Hornswaggler | The culture, the humor, a bit of the sports, not so much the politics, and the workplace distraction

Hornswaggle is an alternate spelling of hornswoggle, an archaic word that means to bamboozle or hoodwink. I take my pronunciation from the late Harvey Korman in "Blazing Saddles" --

"I want rustlers, cutthroats, murderers, bounty hunters, desperados, mugs, pugs, thugs, nitwits, halfwits, dimwits, vipers, snipers, conmen, Indian agents, Mexican bandits, muggers, buggerers, bushwhackers, hornswagglers, horse thieves, bull dykes, train robbers, bank robbers, ass kickers, shit kickers and Methodists!"

Culture, Humor, Sports
Workplace Distraction

Tuesday, July 06, 2004

It's the Life ticket

Thank the Lord! Kerry chose Edwards. As opposed to, say, Dick Gephart, with whom Kerry would have joined to form the oh so fresh and exciting Cadaver ticket.

Edwards will prove to be a big target for Bush-Cheney in his opposition to NAFTA but A) So what? B) It is so easy to defend one's opposition to NAFTA, it makes one wonder, how retarded are these Democrats anyway?
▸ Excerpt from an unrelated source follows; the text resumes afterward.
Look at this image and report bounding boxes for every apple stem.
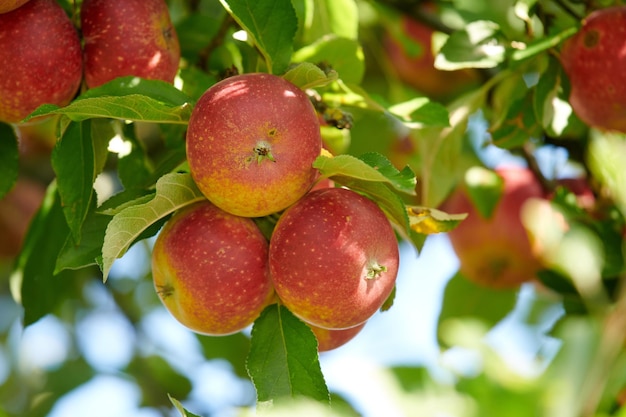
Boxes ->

If you're opposed to NAFTA, then you don't have a problem with the American workers, because they'll back you. When you explain your position to the wealthy, all you have to do is say, look, I'm not opposed to free trade, the fact of the matter is that NAFTA is a flawed agreement on a number of levels that has to be reformed and refined.
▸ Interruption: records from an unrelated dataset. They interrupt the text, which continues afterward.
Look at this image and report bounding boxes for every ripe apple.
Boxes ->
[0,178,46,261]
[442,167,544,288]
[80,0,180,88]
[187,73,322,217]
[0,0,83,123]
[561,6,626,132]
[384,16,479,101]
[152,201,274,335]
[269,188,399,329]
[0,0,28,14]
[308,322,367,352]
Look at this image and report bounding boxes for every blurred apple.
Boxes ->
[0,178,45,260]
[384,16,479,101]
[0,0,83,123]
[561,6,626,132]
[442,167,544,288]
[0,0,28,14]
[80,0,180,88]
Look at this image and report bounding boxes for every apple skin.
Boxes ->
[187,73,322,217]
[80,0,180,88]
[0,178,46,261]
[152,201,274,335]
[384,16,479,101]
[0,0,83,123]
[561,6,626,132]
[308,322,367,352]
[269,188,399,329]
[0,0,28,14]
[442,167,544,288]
Wealthy Americans are generally, ipso facto, not incredibly stupid. They know the Democratic Party is almost as much of a whore to Big Business as the GOP. They'll be taken care of.
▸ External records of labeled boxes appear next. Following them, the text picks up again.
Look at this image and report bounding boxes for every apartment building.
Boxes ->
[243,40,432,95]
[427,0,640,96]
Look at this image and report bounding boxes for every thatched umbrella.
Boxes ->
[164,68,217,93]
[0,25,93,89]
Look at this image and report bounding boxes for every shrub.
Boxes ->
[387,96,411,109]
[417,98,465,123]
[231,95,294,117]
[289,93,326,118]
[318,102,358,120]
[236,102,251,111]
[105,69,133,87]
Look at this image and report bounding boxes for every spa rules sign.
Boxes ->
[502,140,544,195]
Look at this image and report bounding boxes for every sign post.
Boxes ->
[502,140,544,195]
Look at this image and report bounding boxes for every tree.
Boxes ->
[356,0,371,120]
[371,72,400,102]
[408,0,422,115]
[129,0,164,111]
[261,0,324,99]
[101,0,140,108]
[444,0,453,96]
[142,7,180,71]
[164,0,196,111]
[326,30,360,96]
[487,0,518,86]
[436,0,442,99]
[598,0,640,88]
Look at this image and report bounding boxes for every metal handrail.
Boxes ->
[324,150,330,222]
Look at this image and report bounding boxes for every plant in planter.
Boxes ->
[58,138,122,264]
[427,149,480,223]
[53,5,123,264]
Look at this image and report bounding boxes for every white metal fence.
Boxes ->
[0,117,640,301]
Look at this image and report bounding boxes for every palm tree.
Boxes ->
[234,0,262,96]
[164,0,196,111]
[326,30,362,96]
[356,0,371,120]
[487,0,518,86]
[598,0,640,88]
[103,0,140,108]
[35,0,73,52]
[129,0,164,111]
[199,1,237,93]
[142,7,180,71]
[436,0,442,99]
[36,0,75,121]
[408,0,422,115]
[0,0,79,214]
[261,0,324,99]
This makes me think of how the liberals and progressives need to change the terms of debate when it comes to the free market and free trade, but that's a lengthy subject that deserves more thought than I can afford to give it right now.

Let's return to Edwards and imagine him at the podium during the Vice Presidential Debates, chipper, boyish, exuding charisma, then follow the camera as it pans over to Dick Cheney, dour and saturnine, his approval rating having hit an all-time low by this point with voters, let's watch as Cheney's aides open up the hatch in his humped back and pour in the oil in preparation for the debate.

Meanwhile, I woke up this morning with renewed optimism that George W. Bush will suffer an on-camera meltdown at some point in this election campaign. If there are any people out there who know how to cast spells, just to give us that extra edge, I would say go for it, but you didn't hear it from me.